Let $G_1,\dotsc,G_r$ combinatorial impartial games. The selective compound $G=G_1 \vee \dotsc \vee G_r$ is the following game: The positions are the tuples of positions of the $G_i$, and a move is a move in any positive number of $G_i$s. My former question asked for the $\mathcal{P}$-positions of $G$ in terms of the ones for $G_i$. However, there we used implicitly the normal play rule (the one with the last move wins).
Question. What are the $\mathcal{P}$- and $\mathcal{N}$-positions for $G$ under the misère play rule?
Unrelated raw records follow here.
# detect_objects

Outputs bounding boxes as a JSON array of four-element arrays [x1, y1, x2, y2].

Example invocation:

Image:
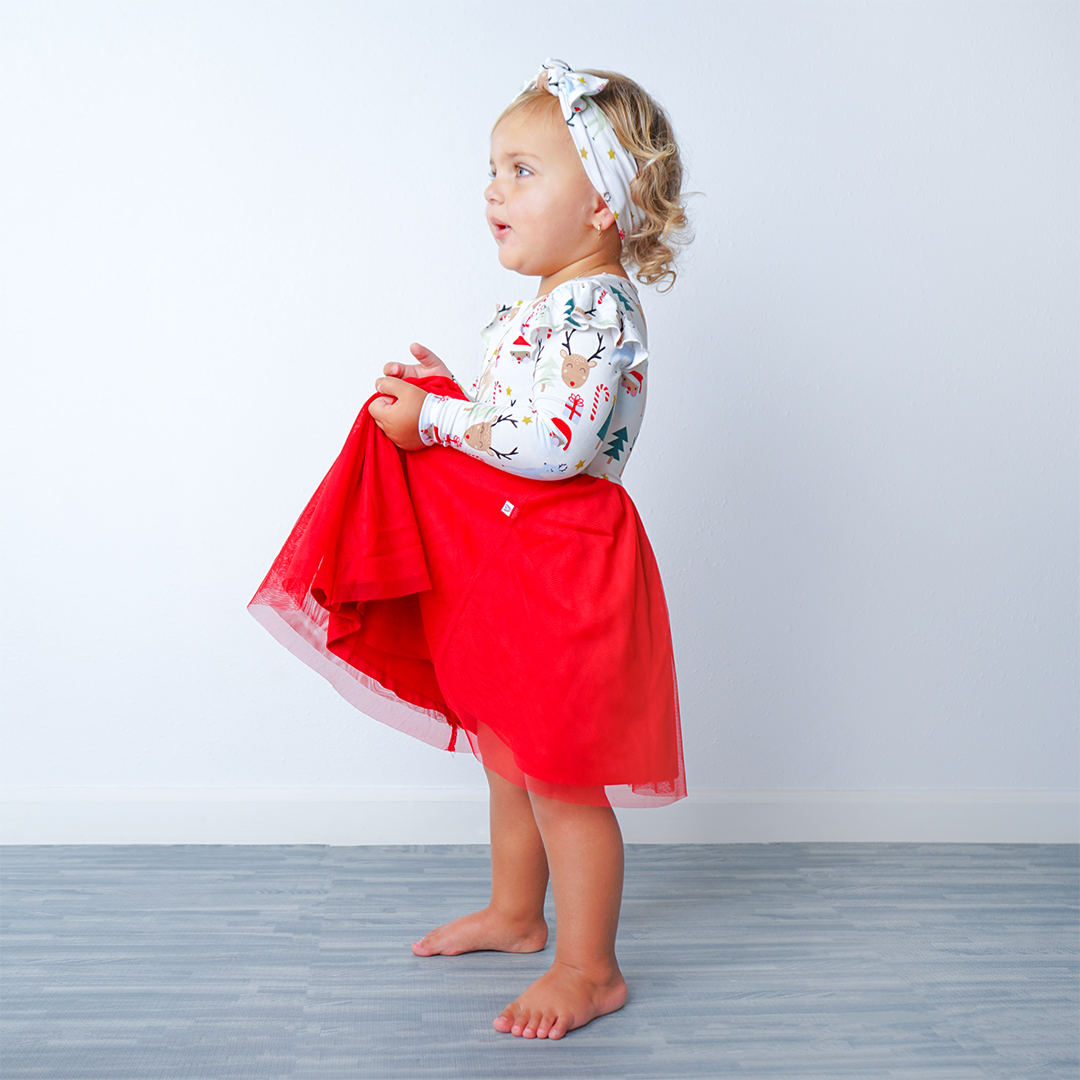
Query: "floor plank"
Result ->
[[2, 844, 1077, 1078]]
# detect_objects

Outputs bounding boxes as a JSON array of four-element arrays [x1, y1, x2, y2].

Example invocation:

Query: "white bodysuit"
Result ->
[[418, 274, 648, 483]]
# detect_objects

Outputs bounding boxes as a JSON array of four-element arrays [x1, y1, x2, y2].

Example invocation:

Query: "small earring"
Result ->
[[596, 224, 603, 239]]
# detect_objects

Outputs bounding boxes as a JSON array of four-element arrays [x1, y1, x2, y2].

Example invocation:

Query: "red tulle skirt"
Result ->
[[248, 376, 685, 807]]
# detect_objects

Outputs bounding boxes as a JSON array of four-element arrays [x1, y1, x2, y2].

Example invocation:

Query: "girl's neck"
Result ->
[[537, 254, 629, 297]]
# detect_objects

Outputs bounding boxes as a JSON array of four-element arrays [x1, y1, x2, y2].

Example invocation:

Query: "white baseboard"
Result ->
[[2, 787, 1076, 844]]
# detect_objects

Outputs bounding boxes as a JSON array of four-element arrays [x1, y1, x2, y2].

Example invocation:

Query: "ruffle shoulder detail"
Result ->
[[528, 276, 644, 355], [479, 276, 647, 362]]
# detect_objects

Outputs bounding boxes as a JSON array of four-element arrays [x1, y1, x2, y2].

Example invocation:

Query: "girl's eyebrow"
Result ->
[[492, 150, 542, 163]]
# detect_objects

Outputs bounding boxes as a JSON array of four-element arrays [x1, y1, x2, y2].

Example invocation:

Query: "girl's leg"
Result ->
[[494, 794, 627, 1039], [412, 766, 549, 955]]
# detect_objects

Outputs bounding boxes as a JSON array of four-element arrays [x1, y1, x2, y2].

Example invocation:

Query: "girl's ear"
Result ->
[[589, 194, 617, 232]]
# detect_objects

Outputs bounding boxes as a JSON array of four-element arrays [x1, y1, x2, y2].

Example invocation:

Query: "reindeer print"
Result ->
[[559, 331, 605, 389], [419, 277, 648, 482], [463, 413, 519, 461]]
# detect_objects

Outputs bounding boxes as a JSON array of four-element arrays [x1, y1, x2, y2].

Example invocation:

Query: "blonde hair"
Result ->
[[497, 70, 690, 289]]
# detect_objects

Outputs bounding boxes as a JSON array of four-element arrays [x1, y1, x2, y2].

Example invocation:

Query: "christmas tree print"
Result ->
[[533, 344, 563, 392], [608, 285, 636, 315], [560, 294, 585, 328], [603, 426, 629, 461], [464, 402, 498, 425], [595, 401, 615, 444]]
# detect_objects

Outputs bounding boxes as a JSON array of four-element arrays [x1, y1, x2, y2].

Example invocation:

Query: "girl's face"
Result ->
[[486, 105, 611, 293]]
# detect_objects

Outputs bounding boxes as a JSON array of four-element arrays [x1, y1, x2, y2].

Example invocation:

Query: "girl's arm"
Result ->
[[417, 280, 646, 479], [418, 318, 641, 479]]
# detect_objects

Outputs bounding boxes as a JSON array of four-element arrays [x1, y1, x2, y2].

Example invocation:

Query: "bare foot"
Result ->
[[493, 959, 627, 1039], [411, 907, 548, 957]]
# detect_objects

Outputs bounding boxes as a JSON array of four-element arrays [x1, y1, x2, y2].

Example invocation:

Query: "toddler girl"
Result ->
[[250, 59, 689, 1040]]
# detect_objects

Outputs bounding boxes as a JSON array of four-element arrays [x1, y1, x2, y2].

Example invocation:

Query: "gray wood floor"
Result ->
[[1, 844, 1077, 1079]]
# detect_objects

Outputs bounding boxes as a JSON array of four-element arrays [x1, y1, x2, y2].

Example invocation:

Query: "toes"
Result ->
[[411, 923, 452, 956], [494, 1003, 519, 1035], [548, 1014, 570, 1040], [494, 993, 577, 1039], [521, 1010, 541, 1038], [532, 1007, 551, 1039], [411, 934, 436, 956]]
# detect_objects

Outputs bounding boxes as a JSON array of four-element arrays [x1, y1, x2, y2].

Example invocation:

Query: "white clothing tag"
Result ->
[[501, 501, 515, 517]]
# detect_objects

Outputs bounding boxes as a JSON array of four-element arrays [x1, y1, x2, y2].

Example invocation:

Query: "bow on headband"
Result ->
[[533, 58, 639, 241]]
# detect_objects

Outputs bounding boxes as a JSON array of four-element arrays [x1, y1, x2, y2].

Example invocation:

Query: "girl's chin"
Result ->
[[497, 249, 532, 274], [496, 248, 558, 278]]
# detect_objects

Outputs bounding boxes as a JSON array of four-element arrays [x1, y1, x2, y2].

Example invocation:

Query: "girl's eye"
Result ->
[[487, 165, 532, 181]]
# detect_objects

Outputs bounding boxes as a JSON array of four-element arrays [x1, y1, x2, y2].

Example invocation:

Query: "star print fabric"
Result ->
[[418, 274, 648, 482], [533, 59, 640, 241]]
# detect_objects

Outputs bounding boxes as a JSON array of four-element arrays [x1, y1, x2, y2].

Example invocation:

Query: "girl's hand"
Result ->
[[383, 342, 454, 383], [369, 376, 428, 451]]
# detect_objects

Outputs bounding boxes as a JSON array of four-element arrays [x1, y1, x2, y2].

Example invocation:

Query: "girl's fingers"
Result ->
[[412, 342, 447, 370]]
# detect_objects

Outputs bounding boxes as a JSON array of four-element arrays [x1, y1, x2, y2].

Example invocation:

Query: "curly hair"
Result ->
[[497, 70, 691, 289]]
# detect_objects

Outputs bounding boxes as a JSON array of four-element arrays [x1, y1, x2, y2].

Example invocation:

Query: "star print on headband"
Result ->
[[531, 58, 640, 241]]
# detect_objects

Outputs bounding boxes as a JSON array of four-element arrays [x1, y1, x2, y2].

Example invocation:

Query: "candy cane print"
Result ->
[[590, 383, 611, 421]]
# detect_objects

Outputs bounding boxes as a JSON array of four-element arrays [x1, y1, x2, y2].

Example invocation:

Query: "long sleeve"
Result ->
[[418, 277, 648, 482]]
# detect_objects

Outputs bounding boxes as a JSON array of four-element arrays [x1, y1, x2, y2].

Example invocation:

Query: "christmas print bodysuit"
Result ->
[[419, 274, 648, 482]]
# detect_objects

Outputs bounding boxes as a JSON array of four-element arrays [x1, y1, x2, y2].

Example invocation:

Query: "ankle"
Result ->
[[551, 954, 623, 986], [487, 903, 547, 927]]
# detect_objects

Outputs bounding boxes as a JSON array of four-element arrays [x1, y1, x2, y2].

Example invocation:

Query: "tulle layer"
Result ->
[[249, 376, 685, 808]]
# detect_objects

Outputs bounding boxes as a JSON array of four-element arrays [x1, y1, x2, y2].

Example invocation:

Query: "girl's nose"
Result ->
[[484, 178, 501, 203]]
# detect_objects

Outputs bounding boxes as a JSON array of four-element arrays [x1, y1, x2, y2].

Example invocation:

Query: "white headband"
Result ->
[[532, 58, 639, 241]]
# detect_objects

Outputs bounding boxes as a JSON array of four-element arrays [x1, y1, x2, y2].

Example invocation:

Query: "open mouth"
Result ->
[[490, 218, 511, 240]]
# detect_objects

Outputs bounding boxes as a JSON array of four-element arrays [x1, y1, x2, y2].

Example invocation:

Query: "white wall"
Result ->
[[2, 1, 1076, 843]]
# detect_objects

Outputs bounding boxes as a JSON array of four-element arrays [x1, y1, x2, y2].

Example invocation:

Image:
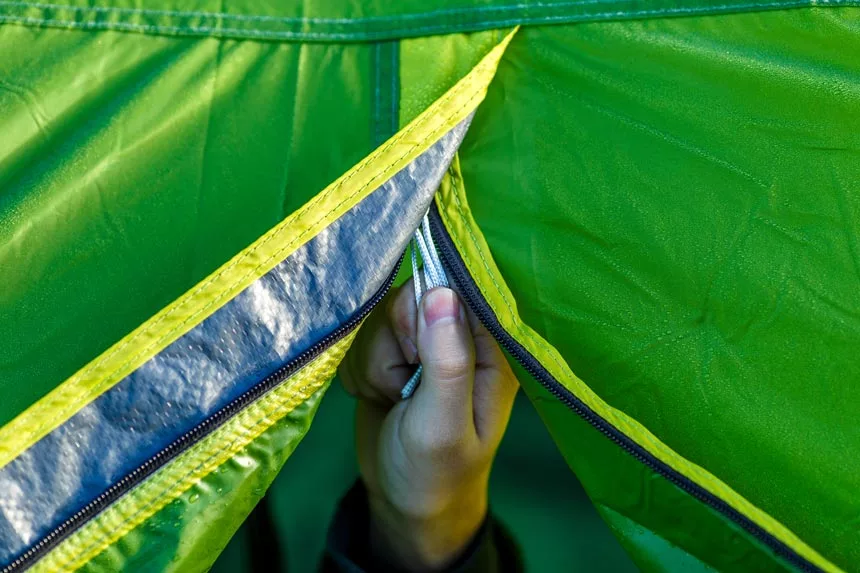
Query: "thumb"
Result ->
[[409, 287, 476, 438]]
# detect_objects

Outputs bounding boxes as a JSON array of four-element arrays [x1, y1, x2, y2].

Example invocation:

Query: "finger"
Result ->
[[354, 398, 392, 495], [362, 323, 413, 402], [338, 309, 383, 399], [472, 344, 518, 445], [387, 278, 419, 364], [408, 287, 476, 440], [464, 307, 519, 445], [464, 309, 504, 372], [339, 339, 387, 403], [338, 357, 358, 396], [339, 306, 412, 403]]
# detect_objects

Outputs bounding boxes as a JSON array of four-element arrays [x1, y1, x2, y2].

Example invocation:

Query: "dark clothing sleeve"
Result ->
[[321, 482, 523, 573]]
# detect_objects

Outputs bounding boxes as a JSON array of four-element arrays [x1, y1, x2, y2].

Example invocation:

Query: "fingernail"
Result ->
[[399, 335, 419, 364], [422, 288, 462, 327]]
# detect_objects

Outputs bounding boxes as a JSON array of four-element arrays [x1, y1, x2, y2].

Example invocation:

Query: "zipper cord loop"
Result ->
[[401, 212, 449, 399]]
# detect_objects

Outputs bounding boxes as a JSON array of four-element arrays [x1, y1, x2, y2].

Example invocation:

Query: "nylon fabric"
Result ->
[[399, 30, 501, 125], [1, 4, 857, 572], [0, 118, 470, 567], [0, 27, 376, 432], [0, 28, 510, 472], [31, 333, 356, 572], [435, 158, 837, 572], [512, 361, 787, 572], [453, 15, 859, 570], [395, 32, 635, 571], [596, 506, 718, 572], [371, 40, 400, 146], [0, 31, 515, 571], [0, 0, 858, 41]]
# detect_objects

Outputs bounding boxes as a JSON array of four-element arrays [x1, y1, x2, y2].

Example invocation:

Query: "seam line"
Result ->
[[7, 62, 490, 463], [1, 0, 621, 24], [390, 41, 399, 135], [0, 1, 857, 41], [441, 165, 836, 573], [48, 376, 327, 570], [373, 41, 382, 146]]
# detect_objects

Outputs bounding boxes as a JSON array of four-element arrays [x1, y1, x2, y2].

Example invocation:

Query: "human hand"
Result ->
[[338, 282, 519, 571]]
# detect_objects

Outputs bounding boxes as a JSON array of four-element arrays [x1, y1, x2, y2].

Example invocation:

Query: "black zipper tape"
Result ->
[[426, 202, 819, 573], [3, 255, 404, 573]]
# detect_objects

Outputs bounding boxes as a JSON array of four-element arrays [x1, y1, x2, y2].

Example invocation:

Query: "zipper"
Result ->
[[3, 255, 404, 573], [426, 203, 818, 573]]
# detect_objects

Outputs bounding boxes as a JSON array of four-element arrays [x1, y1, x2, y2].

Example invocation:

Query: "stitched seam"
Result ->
[[90, 87, 483, 397], [373, 42, 382, 146], [9, 65, 489, 457], [453, 182, 570, 388], [371, 41, 398, 146], [447, 167, 718, 459], [45, 352, 340, 571], [0, 0, 615, 24], [55, 383, 317, 569], [390, 40, 399, 135], [0, 0, 848, 24], [443, 168, 832, 569], [447, 169, 749, 487], [1, 1, 856, 41], [447, 168, 518, 324]]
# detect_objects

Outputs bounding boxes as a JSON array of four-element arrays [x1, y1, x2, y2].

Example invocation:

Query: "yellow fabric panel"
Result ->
[[0, 28, 517, 472], [30, 331, 356, 572], [435, 156, 840, 573]]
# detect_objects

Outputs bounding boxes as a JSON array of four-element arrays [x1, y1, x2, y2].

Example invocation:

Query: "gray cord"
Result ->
[[401, 211, 450, 400]]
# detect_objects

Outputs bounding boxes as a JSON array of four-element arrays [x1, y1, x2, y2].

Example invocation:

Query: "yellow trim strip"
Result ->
[[30, 331, 356, 572], [0, 28, 517, 471], [436, 157, 841, 573]]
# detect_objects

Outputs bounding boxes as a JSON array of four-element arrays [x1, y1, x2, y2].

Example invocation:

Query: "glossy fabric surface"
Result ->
[[459, 14, 860, 569], [93, 383, 332, 573], [1, 0, 859, 41], [0, 27, 377, 429], [0, 120, 470, 567], [435, 161, 804, 571], [35, 333, 356, 573], [2, 3, 858, 572], [515, 364, 783, 572]]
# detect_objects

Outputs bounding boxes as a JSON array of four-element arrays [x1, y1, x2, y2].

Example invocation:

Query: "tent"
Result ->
[[0, 3, 857, 571]]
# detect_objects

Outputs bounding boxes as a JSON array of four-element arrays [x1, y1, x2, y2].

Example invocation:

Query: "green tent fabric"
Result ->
[[1, 3, 858, 572]]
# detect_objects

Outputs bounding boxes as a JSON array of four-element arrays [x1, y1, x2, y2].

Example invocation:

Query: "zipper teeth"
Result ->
[[426, 204, 818, 573], [4, 256, 404, 573]]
Here is a very basic example which already shows that something strange may happen: Let $G_1$ be the subtraction game with one pile and substraction set $\{1\}$. Thus, positions of $G_1$ are natural numbers and the only moves are $n \mapsto n-1$ if $n>0$. The $\mathcal{P}$-positions of $G_1$ under the misère play rule are the odd natural numbers. One verifies that the $\mathcal{P}$-positions in $G_1 \vee \dotsc \vee G_1$ are a) the ones of the form $(0,\dotsc,0,n,0,\dotsc,0)$ for some odd natural number $n$, b) $(n_1,\dotsc,n_s)$, where at least two $n_i$ are positive, and all $n_i$ are even.